Mario Pranno ha commesso dei gravi reati in passato, nessuno è qui a dire il contrario! È stato giudicato per questo da tante persone, che siano essi giudici o semplici cittadini. Per gli errori che ha commesso, è noto a tutti che è stato condannato ed ha scontato senza la minima esitazione, la pena che gli è stata attribuita secondo le leggi e la giurisdizione vigente.

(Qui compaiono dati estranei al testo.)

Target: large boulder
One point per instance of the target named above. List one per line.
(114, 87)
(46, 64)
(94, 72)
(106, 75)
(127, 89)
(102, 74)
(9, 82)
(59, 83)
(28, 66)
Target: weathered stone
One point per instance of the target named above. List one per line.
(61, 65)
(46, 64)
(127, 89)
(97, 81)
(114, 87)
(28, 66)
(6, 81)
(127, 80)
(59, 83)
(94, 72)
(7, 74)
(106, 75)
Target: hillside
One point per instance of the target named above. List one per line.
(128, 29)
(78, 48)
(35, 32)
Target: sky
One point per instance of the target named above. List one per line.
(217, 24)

Ha scontato senza batter ciglio, la bellezza di 30 anni di prigione, nel silenzio e nel dolore più assoluto, con la consapevolezza che una volta uscito, quegli anni “persi” gli sarebbero serviti di insegnamento per ricominciare a vivere.

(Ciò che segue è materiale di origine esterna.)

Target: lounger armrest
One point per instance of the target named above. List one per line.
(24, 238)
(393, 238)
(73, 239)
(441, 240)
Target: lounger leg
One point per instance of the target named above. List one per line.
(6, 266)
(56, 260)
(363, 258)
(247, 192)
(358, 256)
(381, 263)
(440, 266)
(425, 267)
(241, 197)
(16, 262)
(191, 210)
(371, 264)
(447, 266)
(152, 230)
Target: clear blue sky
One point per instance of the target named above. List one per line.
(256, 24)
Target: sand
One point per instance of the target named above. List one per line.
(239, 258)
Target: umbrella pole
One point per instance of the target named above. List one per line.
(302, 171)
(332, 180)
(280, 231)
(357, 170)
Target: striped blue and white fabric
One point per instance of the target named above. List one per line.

Con gli ultimi eventi e con l’ultima risposta penale nei confronti di Mario Pranno, si è assistito ad un progressivo snaturamento della stessa essenza della pena, che, dopo una lunghissima ed interminabile privazione della libertà personale, oggi poteva di fatto essere sostituita da forme di esecuzione extracarceraria, da una forma di esecuzione non detentiva… semplicemente, da una misura alternativa rispetto al carcere.
Mario, ad oggi, ha una vita sbagliata da lasciare alle spalle e, insieme alla compagna, una bimba di 6 anni, simbolo di una rinascita vitale. Rinascita che ancora oggi, non riesce del tutto ad ottenere perché il passato che cerca da dimenticare – e che ricordiamo, ne ha già largamente pagato gli errori – gli viene costantemente rimesso sul piatto, non permettendogli di vivere la sua nuova vita.

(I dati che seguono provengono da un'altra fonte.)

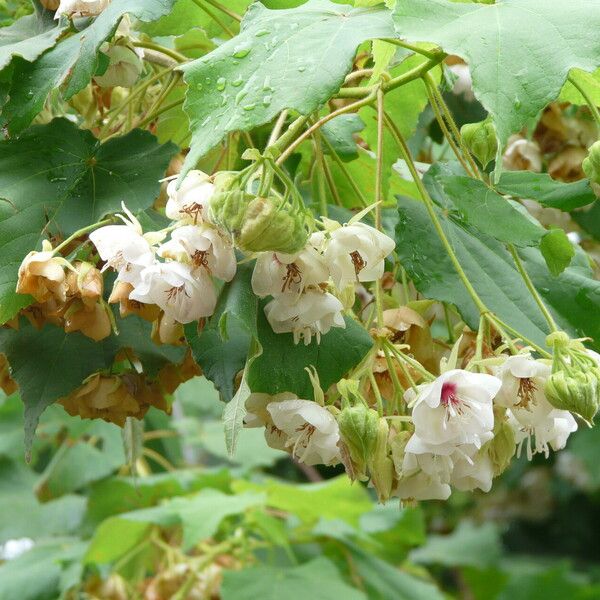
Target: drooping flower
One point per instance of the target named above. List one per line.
(523, 379)
(124, 248)
(312, 431)
(190, 202)
(81, 8)
(42, 275)
(276, 273)
(183, 295)
(356, 252)
(203, 247)
(313, 312)
(455, 409)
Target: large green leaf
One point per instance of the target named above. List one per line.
(72, 62)
(29, 37)
(47, 365)
(281, 366)
(294, 59)
(519, 51)
(317, 580)
(222, 347)
(57, 178)
(545, 190)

L’attenzione si concentra inevitabilmente sulla figlia che sia Mario che la compagna, stanno cercando di farla crescere nella normalità e soprattutto, senza farle portare il peso di quel cognome sulle spalle. Ma ad oggi tutti gli sforzi sono crollati. Che non sia presa come un’esagerazione: la figlia sta vivendo un incubo che, si spera non abbia conseguenze future. A questo punto ci chiediamo: come e quando si manifesta il vero senso del reinserimento e della rieducazione sociale?